THIS LICENSE AGREEMENT is made on upon decided(“purchase date”) by and between Licensee (hereinafter referred to as the “Licensee”) also, if applicable, professionally known as Licensee, and Breeze (“Songwriter”). (hereinafter referred to as the “Licensor”). Licensor warrants that it controls the mechanical rights in and to the copyrighted musical work entitled The Beat Title (Contract Preview Only) (“Composition”) as of and prior to the date first written above. The Composition, including the music thereof, was composed by Breeze (BreezeBeats) (“Songwriter”) managed under the Licensor.

All licenses are non-refundable and non-transferable.

Master Use. The Licensor hereby grants to Licensee a non-exclusive license for synchronization to the Composition partly or in its entirety and substantially in its original form (“Master Recording”) to the Licensee.
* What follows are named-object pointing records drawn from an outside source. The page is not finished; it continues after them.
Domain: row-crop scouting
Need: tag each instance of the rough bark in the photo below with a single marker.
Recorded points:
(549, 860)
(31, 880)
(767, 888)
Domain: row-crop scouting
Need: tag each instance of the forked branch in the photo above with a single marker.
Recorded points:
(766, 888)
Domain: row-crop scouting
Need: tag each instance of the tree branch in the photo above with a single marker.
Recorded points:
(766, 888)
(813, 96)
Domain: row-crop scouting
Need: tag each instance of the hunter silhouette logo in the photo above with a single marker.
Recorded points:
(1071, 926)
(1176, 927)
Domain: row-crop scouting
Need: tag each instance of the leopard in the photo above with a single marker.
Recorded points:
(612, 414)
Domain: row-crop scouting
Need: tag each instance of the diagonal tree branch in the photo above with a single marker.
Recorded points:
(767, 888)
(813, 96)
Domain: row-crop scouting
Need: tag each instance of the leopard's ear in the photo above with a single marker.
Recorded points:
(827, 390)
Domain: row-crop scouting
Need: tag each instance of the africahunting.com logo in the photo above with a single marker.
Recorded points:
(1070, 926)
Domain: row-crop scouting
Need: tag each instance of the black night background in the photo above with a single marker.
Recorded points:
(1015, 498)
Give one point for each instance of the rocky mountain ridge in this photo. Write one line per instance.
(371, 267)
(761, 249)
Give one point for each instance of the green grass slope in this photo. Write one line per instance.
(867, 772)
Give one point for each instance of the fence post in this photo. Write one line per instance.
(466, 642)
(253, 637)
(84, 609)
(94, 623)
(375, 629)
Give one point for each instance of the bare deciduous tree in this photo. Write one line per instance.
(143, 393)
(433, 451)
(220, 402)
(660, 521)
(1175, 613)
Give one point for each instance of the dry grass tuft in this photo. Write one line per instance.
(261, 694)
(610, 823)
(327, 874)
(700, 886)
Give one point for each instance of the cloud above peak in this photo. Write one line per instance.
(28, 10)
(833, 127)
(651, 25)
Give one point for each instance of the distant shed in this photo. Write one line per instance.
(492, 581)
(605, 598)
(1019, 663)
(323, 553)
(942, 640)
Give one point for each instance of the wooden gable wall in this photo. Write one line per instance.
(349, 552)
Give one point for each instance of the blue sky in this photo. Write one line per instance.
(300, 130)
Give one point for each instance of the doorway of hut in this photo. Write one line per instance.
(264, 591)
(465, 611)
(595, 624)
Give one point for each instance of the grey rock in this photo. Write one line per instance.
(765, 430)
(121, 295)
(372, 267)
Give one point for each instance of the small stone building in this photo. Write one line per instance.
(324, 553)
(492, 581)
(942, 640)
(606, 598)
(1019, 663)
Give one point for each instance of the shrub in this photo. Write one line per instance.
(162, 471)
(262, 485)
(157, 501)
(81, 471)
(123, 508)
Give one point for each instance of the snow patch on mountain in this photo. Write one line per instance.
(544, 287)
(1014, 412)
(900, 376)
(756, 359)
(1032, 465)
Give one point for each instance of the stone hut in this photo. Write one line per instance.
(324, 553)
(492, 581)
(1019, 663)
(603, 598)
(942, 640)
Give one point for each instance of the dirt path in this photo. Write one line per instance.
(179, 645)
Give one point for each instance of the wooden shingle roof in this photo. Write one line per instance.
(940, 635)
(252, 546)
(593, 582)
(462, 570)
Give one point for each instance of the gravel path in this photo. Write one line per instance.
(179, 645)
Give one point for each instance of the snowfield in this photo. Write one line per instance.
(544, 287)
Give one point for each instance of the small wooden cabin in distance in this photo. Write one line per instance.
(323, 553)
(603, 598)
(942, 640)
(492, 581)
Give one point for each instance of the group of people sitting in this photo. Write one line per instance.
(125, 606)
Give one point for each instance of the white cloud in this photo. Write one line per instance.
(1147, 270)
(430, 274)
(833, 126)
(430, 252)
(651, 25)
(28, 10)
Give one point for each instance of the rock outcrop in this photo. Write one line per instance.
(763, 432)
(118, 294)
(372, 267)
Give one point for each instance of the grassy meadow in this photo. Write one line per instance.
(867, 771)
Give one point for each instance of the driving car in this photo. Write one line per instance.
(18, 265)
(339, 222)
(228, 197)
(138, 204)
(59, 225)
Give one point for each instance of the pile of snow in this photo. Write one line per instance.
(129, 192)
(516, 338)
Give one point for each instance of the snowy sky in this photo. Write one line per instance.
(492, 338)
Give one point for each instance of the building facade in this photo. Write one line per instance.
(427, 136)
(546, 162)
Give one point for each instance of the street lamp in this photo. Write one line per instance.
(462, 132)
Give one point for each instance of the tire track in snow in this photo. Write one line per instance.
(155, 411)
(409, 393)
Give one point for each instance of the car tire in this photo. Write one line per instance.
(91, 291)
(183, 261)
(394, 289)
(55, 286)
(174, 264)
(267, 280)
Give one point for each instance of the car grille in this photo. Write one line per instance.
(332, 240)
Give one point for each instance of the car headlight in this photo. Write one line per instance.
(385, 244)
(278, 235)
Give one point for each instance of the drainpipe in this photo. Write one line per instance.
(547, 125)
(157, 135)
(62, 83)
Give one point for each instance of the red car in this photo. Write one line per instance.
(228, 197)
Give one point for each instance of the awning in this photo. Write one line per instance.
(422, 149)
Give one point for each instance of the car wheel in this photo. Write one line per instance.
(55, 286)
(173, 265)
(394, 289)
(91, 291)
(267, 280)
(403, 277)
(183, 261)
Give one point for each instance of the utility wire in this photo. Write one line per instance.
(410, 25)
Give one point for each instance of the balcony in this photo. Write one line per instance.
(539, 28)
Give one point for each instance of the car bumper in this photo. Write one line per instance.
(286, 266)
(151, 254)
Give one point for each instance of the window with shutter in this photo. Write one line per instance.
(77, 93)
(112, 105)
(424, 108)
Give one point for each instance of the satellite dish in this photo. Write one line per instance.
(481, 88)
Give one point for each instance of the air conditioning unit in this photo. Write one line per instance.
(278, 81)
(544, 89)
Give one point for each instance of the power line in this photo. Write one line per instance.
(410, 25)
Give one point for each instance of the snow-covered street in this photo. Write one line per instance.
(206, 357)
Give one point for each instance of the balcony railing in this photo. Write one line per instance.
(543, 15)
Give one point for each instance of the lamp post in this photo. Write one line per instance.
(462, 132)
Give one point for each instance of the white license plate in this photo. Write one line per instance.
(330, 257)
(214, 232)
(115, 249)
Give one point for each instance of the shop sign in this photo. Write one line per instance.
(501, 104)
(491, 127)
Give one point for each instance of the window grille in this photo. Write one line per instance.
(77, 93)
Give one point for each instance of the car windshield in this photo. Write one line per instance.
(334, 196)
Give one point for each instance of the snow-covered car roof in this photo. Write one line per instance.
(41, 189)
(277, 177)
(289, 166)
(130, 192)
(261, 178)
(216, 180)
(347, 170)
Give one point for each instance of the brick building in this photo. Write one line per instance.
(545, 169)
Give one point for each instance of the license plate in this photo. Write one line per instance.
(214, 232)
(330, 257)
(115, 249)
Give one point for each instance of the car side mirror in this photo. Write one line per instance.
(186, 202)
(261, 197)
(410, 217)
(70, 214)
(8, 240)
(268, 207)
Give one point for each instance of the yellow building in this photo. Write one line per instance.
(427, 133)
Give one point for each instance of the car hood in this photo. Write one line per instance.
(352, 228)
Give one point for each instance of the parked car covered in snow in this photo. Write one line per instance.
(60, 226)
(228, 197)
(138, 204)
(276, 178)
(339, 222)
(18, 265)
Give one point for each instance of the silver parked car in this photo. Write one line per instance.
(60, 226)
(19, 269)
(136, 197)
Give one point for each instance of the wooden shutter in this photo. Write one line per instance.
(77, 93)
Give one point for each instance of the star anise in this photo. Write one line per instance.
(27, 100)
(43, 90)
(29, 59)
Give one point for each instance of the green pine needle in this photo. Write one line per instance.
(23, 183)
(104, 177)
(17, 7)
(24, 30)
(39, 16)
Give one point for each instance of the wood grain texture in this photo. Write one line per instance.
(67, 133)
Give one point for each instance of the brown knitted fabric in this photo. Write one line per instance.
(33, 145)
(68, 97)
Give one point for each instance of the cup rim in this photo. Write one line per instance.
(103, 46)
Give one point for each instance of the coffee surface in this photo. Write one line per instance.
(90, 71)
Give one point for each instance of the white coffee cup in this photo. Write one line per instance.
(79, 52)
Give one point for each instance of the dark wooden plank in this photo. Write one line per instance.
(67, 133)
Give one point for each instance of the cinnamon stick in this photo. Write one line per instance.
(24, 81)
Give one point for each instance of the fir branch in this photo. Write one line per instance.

If the Licensee would like to have usage of a Master Recording(Sound Recording) also, payment is then One Thousand Dollars($1000) for Both Sides.

Synchronization Rights. The Licensor hereby grants limited synchronization rights for One (1) Project for independent Television, Film, or Video Game companies for up to (Time Agreed Upon) and Content Creators(Youtuber, Twitch Streamers, Facebook Lives, Ticktokers, OnlyFans, etc..) video on all total sites.

Broadcast Rights. The Licensor hereby grants to Licensee broadcasting rights.

Credit. The licensee shall acknowledge the original authorship of the Composition appropriately and reasonably in all media and performance formats under the name “ Breeze (BreezeBeats)” in writing where possible and vocally otherwise.

Consideration. In consideration of the rights granted under this agreement, the Licensee shall pay to licensor the sum of Five Hundred Dollars ($500) US dollars and other good and valuable consideration, payable to “Sykeside Records L.L.C”, receipt of which is hereby acknowledged. If the Licensee fails to account for the Licensor, timely complete the payments provided for hereunder, or perform its other obligations hereunder, including having insufficient bank balance, the licensor shall have the right to terminate License upon written notice to the Licensee. Such termination shall render the recording, manufacture, and/or distribution of Recordings for which monies have not been paid subject to actionable infringements under applicable law, including, without limitation, the United States Copyright Act, as amended.

Indemnification. Accordingly, Licensee agrees to indemnify and hold Licensor harmless from and against any and all claims, losses, damages, costs, expenses, including, without limitation, reasonable attorney’s fees, arising of or resulting from a claimed breach of any of Licensee’s representations, warranties or agreements hereunder.

Audio Samples. All music is One Hundred Percent(100%) original composition.

Miscellaneous. This license is non-transferable and is limited to the Composition purchased, it does the right of public performance for profit, constitutes the entire agreement between the Licensor and the Licensee relating to the Composition, and shall be binding upon the Licensee purchase date.

Governing Law. This License is governed by and shall be construed under the law of the CA United States of America, without regard to the conflicts of laws principles thereof.

Term. Executed by the Licensor and the Licensee, to be effective as for all purposes as of the (Effective Purchase Date) first mentioned and shall terminate exactly upon (Amount Of Time Agreed) from purchase date for independent Television, Film, or Video Game and One(1) Year for Content Creators(Youtuber, Twitch Streamers, Facebook Lives, Ticktokers, OnlyFans, etc..) video on all total sites.

Royalties. In Television, Film or Video Games can be negotiated.